Malignant Change in Radicular Cysts
Primary intraosseous squamous cell carcinoma is defined as a central lesion in the jaw bones, which cannot be categorised as any other type of carcinoma (Koutlas and Sloan 2022 ). To establish the diagnosis, an oral lesion that has invaded the jaws, or metastatic lesions to the jaw bones, must be excluded. Intraosseous carcinomas are derived from odontogenic epithelium and may arise de novo, with no identifiable precursor lesion, or may be preceded by an odontogenic cyst or a benign odontogenic tumour. In a review of the world literature, Thomas et al. (2001 ) were only able to identify 35 cases of de novo lesions, suggesting that the majority of intraosseous squamous carcinomas arise in a pre‐existing lesion and most probably arise in odontogenic cysts. Eversole et al. (1975 ) reviewed series of cases of central squamous cell carcinoma and found that 75% were associated with a cyst lining. In a detailed review of the literature, Gardner (1969 ) examined the evidence presented with each of 63 cases reported during the period 1889–1967 and concluded that 25 (39.7%) fulfilled the criteria for an origin from odontogenic cyst.

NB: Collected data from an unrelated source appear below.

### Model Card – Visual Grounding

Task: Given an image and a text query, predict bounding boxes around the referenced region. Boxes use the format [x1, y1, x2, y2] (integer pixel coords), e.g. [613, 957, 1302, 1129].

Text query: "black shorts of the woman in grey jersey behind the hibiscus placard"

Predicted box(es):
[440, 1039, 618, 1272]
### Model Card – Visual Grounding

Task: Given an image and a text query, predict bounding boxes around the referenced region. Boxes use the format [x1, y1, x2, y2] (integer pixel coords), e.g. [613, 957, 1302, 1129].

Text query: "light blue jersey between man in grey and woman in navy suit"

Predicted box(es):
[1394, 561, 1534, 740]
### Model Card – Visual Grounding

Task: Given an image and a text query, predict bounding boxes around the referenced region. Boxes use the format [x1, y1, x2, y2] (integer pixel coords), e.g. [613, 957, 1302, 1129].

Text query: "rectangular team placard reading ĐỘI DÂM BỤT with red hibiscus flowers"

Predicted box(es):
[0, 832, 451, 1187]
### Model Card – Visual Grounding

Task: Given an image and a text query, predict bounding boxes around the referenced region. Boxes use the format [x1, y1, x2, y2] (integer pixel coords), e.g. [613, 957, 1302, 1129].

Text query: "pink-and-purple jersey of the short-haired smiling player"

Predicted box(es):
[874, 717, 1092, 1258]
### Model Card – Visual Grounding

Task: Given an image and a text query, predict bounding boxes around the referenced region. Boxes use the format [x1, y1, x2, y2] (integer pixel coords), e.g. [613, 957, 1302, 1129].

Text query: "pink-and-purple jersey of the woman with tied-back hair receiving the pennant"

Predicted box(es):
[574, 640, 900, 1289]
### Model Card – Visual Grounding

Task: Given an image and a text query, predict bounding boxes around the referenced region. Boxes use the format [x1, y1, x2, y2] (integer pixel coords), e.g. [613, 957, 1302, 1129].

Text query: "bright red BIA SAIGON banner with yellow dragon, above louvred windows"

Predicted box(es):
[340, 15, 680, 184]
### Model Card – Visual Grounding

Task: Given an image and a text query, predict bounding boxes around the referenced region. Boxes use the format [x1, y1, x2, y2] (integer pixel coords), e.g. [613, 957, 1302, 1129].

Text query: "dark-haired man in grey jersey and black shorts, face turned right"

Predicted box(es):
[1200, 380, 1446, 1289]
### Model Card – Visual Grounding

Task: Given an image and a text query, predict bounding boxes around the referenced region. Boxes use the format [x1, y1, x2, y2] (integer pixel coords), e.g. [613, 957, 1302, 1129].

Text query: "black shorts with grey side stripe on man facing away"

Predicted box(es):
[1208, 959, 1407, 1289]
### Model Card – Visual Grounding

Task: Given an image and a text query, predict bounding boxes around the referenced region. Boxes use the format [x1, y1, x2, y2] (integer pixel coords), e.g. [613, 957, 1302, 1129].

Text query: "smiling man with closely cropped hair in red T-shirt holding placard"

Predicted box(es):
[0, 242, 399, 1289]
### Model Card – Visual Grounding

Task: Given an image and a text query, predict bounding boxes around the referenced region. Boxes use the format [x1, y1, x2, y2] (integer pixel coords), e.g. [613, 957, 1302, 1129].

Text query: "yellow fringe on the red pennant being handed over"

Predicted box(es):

Bodner et al. (2011 ) reviewed 116 cases of primary intraosseous squamous cell carcinomas that had arisen in odontogenic cysts. Of these, 70 cases (60.3%) were associated with radicular or residual cysts, 19 (16.4%) with dentigerous cysts, and 16 (13.8%) with an odontogenic keratocyst. Only 1 lesion was found to be associated with a lateral periodontal cyst and 10 could not be classified. The majority of cases (92, 79.3%) were found in the mandible and there was a male : female ratio of 2 : 1.

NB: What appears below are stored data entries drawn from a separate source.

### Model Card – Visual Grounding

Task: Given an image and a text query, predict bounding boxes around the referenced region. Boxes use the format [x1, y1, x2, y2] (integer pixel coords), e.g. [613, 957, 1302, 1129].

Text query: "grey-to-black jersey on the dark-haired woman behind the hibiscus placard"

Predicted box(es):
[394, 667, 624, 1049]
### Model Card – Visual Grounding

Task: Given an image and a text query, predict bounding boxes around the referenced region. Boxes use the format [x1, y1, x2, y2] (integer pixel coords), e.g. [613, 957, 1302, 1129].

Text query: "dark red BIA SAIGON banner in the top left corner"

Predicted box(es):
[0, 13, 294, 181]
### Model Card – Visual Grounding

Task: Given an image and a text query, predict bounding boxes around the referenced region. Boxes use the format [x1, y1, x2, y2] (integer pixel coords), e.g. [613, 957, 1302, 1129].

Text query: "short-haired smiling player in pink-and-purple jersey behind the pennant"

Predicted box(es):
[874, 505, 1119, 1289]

Before the diagnosis of carcinoma arising from a cyst lining can be established, a number of alternative possibilities must be excluded (Bodner et al. 2011 ; Woolgar et al. 2013 ; Koutlas and Sloan 2021 ). It is possible that a benign cyst and the carcinoma may have developed independently adjacent to one another and ultimately fused in some parts. Careful questioning of the patient and clinical examination are necessary to exclude the possibility that the neoplasm arose primarily from the oral mucosa, or that it is a metastatic deposit in the jaw. A further possibility to be considered is that the lesion was initially an epithelial neoplasm that underwent secondary cystic change. To be certain of the diagnosis, histological evidence of frank squamous cell carcinoma directly in transition from a typical odontogenic cyst lining is regarded as the gold standard diagnostic criterion, but in some cases the malignancy may have overgrown and effaced the precursor lesion. It is also important not to overinterpret an inflamed or proliferating cyst lining as malignant. On occasions, the arcading epithelium of a radicular cyst may give a pseudoepitheliomatous appearance and islands of odontogenic epithelium in the wall are not uncommon. Attention to the cytology of the islands is helpful. Often the epithelium is bland and resembles squamous odontogenic tumour rather than the atypical epithelium of malignancy (Parmar et al. 2011 ; Chrcanovic and Gomez 2018a ).